In seinem Schießwagen, der "Jagdhütte", ist die Zeit stehen geblieben. Auf den ersten Blick hat sich in den Jahrzehnten nichts verändert. Das Rad der Zeit ist sogar zurückgedreht worden: Die Plastikblumen in den weißen Röhrchen sind vor fünf Jahren aus Umweltschutz-Gründen durch Papierblüten mit Glitzerrand ersetzt worden - so wie man sie schon vor 60 Jahren schießen konnte. Dafür sind die Tonröhrchen jetzt aus recycelbarem Plastik. Die Luftgewehre sind nicht ganz so alt, "40 Jahre vielleicht", meint Baumgärtner. Er bringt sie hin und wieder zum Büchsenmacher und lässt sie auch justieren. Ein Quatsch zu glauben, dass diese Gewehre absichtlich so eingestellt sind, damit man nicht trifft. "Das merkt doch jeder", sagt Baumgärtner.

Er hat die Erfahrung gemacht, dass die Schießkünste der jungen Leute heute deutlich besser sind als früher. Es sei schon vorgekommen, dass jemand 50 Schuss gekauft hat und jedes Mal die vorbeifahrenden Blechhasen traf.

So viel Geld für 50 Schuss (30 kosten 20 Euro), um dann mit einem Plüschteddy nach Hause zu gehen, investieren nur wenige. Die meisten jungen Burschen, weiß Baumgärtner, schießen ihrer Liebsten eine Blume und handeln sich dafür einen Kuss ein. Und dann gibt's auch Männer, die mit einer Kunstrose ihre daheim gebliebene Frau besänftigen wollen, weil's im Bierzelt später geworden ist. Diese Kundschaft mit schlechtem Gewissen (siehe oben) fehlt jetzt: Es gibt kein Bierzelt, und abends um acht ist auf dem Volksfestplatz Feierabend.

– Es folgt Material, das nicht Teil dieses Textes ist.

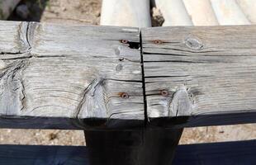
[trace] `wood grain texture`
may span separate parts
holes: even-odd
[[[30,117],[68,122],[54,128],[143,123],[139,47],[137,28],[0,21],[0,115],[12,126]]]
[[[255,122],[255,26],[142,29],[149,121]],[[252,117],[242,115],[249,112]],[[214,118],[225,114],[230,117]]]

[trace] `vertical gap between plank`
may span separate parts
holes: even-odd
[[[143,60],[143,45],[142,45],[142,35],[141,29],[140,28],[140,65],[141,65],[141,75],[142,75],[142,88],[143,88],[143,100],[144,100],[144,120],[145,126],[148,124],[148,111],[147,111],[147,98],[145,91],[145,73],[144,73],[144,60]]]

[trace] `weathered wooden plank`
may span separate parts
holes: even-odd
[[[255,26],[142,29],[149,122],[255,122]],[[225,114],[230,117],[218,120]]]
[[[150,27],[149,0],[103,0],[101,25]]]
[[[139,47],[137,28],[1,21],[0,115],[12,116],[7,121],[17,128],[15,119],[30,117],[66,122],[55,128],[84,129],[93,119],[102,128],[138,126],[144,123]]]

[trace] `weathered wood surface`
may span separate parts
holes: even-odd
[[[143,124],[139,47],[137,28],[0,21],[0,127]]]
[[[255,26],[142,29],[149,123],[255,122]]]
[[[150,27],[149,0],[103,0],[101,25]]]

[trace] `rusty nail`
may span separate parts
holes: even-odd
[[[126,92],[120,93],[120,97],[122,97],[122,98],[129,98],[129,95]]]
[[[162,40],[154,40],[154,44],[163,44]]]
[[[123,43],[123,44],[127,44],[128,40],[121,40],[120,42]]]
[[[166,90],[162,90],[162,91],[161,91],[161,95],[162,95],[163,97],[167,97],[167,96],[168,95],[168,91],[166,91]]]

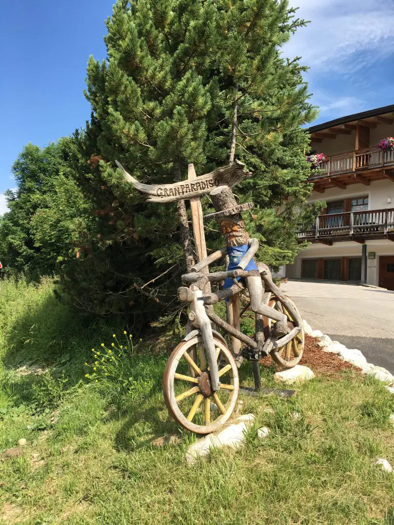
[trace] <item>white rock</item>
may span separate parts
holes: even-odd
[[[367,374],[368,375],[373,375],[379,381],[387,383],[389,386],[394,386],[394,376],[385,368],[374,366],[369,370],[367,371]]]
[[[263,405],[261,408],[262,411],[265,414],[275,414],[275,411],[273,408],[272,408],[271,406],[265,406]]]
[[[344,359],[365,359],[361,352],[356,348],[346,348],[345,346],[345,348],[340,351],[339,355]],[[367,360],[365,359],[365,361],[366,361]]]
[[[374,464],[374,466],[380,467],[381,468],[382,468],[383,470],[385,470],[386,472],[392,472],[392,467],[387,459],[377,459]]]
[[[191,445],[186,452],[186,461],[192,465],[199,457],[208,456],[212,447],[236,448],[245,440],[245,433],[253,424],[254,416],[245,414],[217,433],[210,434]]]
[[[331,340],[331,338],[326,335],[325,334],[323,334],[322,337],[320,338],[320,341],[318,341],[317,344],[319,346],[329,346],[330,344],[333,344],[333,341]]]
[[[304,325],[304,331],[306,334],[307,334],[308,335],[310,335],[313,331],[312,329],[310,327],[310,325],[308,324],[305,319],[303,320],[303,324]]]
[[[259,428],[257,430],[257,436],[261,439],[263,439],[265,437],[267,437],[269,434],[269,429],[267,427],[262,427],[261,428]]]
[[[274,380],[275,381],[282,381],[287,384],[291,385],[294,383],[301,383],[313,379],[315,374],[307,366],[296,364],[293,368],[282,372],[277,372],[274,374]]]
[[[246,423],[249,424],[249,426],[250,426],[253,423],[254,420],[254,416],[253,414],[243,414],[241,416],[239,416],[238,417],[235,419],[233,419],[232,423],[242,423],[245,422]]]
[[[340,343],[337,341],[333,341],[331,344],[328,346],[325,346],[322,350],[323,352],[329,352],[331,354],[339,354],[341,350],[345,350],[346,348],[344,344],[341,344]]]
[[[320,332],[319,330],[313,330],[309,334],[309,335],[311,335],[312,337],[320,338],[322,337],[323,335],[323,332]]]

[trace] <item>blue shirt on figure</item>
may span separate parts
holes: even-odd
[[[231,246],[230,248],[228,246],[227,247],[227,253],[229,254],[229,258],[230,259],[230,264],[227,268],[227,271],[235,270],[236,269],[241,259],[245,255],[248,249],[249,246],[247,244],[242,244],[240,246]],[[253,258],[251,259],[250,262],[245,268],[246,271],[258,269],[258,268]],[[236,280],[239,281],[241,278],[241,277],[237,277]],[[234,279],[228,277],[224,280],[223,289],[230,288],[233,284]],[[226,301],[228,300],[228,298],[226,299]]]

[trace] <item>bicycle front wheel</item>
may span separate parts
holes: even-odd
[[[229,419],[239,390],[238,369],[225,344],[214,336],[220,389],[214,392],[202,338],[182,341],[167,361],[163,376],[165,405],[185,428],[209,434]]]

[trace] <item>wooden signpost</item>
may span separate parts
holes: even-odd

Fühlt er sich nicht manchmal ein wenig einsam, wochenlang weg von daheim? "Wieso?", fragt der 68-Jährige. "Meine Frau ist doch hier." Neben seiner "Jagdhütte" steht "Baumgärtners Mandelbrennerei", die seine Frau betreut. Das Paar hat einen Sohn. Dem hat der Vater nicht gesagt, "Bua, ich brauch dich". "Mir war's wichtig, dass er einen ordentlichen Beruf erlernt. Er ist Hufschmied geworden." Und trotzdem ist er in die Fußstapfen der Eltern getreten: Er ist mit einer mobilen Werkstatt in Bayern unterwegs. Ob er mal den Schießwagen übernimmt, ist fraglich. "Aber sein Sohn", sagt Baumgärtner, "mein Enkel, der ist zwar erst vier Jahre alt, aber der hat Lust drauf. So wie der strahlt, wenn er mich hier mal besucht."